Funded by the Dick Vitale Pediatric Cancer Research Fund in partnership with Mat Ishbia and Justin Ishbia
Years of cancer research have shown that combining therapies that work differently virtually always works better than when therapies are used alone. New medications are being discovered that change the way that genes are turned on and off. At this same time, treatments are also being developed that use the body’s own immune cells to find and attack cancers. Both of these treatments have been shown to work alone on specific cancers. But each have known limits. We are asking whether combining these treatments will result in a new approach to fight two aggressive cancers: Ewing sarcoma and osteosarcoma. We predict that combining these treatments will result in an effective and well tolerated therapy.

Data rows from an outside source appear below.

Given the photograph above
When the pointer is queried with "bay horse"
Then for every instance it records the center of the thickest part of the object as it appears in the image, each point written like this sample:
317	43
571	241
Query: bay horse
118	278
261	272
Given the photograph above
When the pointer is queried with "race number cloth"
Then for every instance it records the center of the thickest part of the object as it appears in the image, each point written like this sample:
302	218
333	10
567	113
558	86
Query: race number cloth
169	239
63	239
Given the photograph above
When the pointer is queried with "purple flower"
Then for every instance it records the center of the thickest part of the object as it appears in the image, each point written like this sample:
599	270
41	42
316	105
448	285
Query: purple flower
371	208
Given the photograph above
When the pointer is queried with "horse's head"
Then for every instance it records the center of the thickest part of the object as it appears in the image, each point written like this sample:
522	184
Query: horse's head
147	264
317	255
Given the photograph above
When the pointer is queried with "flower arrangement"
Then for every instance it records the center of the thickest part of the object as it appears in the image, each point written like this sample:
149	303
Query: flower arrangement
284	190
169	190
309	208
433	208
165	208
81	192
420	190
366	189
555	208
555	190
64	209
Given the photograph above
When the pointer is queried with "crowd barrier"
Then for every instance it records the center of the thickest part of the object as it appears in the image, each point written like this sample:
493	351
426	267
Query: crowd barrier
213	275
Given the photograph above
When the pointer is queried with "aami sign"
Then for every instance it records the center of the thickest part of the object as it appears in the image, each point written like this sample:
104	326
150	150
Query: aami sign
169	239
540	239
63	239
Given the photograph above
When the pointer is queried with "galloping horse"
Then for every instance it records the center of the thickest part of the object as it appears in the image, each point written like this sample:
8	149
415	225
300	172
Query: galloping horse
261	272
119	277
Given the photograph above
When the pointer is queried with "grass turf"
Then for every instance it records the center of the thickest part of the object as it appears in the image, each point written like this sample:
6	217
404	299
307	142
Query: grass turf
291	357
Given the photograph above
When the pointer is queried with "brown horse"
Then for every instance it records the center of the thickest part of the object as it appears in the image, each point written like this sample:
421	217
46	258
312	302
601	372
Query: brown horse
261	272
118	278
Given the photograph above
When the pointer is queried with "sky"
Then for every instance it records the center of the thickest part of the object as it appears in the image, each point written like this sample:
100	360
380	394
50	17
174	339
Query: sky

Funded by the Dick Vitale Pediatric Cancer Research Fund in partnership with Mat Ishbia and Justin Ishbia
Childhood cancer remains the leading cause of death from disease in children in high-income countries. Our lab has used cutting-edge technologies to hunt for new drug targets in high-risk pediatric cancers. In neuroblastoma, a common pediatric solid tumor, we discovered a new potential therapeutic target. Drugs have been developed against this target, but they have not been tested in neuroblastoma. In this proposal, we will perform the critical testing of these drugs in high-risk neuroblastoma models in the lab. We will also determine why neuroblastoma cells depend on this target for survival. It is our long-term goal to develop clinical trials testing these drugs in children with high-risk neuroblastoma.
Ovarian cancer (OC) is the most lethal gynecologic cancer in the US. Unfortunately, the majority suffer relapse. Patients with recurrent platinum-resistant OC respond poorly to chemotherapy.
Immunotherapy with immune checkpoint inhibition (ICI) has emerged as a promising therapy in several cancers. Unfortunately, only small fraction (10-15%) of patients with OC do benefit from immunotherapy. Therefore, effective strategies are warranted to improve the overall benefit of immunotherapy in OC. Targeting immunosuppressive factors within the tumor immune microenvironment (TME) represents an attractive approach. Our focus in this proposal is on tumor-associated macrophages in OC.
Macrophages with a specific ‘suppressor’ phenotype (M2 subtype) within TME play a significant role in promoting an immunosuppressive environment and in mediating therapy resistance. These cells are the most prominent cells in OC. However, another phonotype (M1 subtype) provides a favorable pro-inflammatory TME and enhances the immune response. Targeting macrophages and switching their phenotype from M2 to M1 is potentially promising approach that has not been investigated thoroughly before. In this study, we propose to target them with two strategies: Targeted inhibition of the transforming growth factor-beta (TGF-beta) receptor and CD47 inhibition.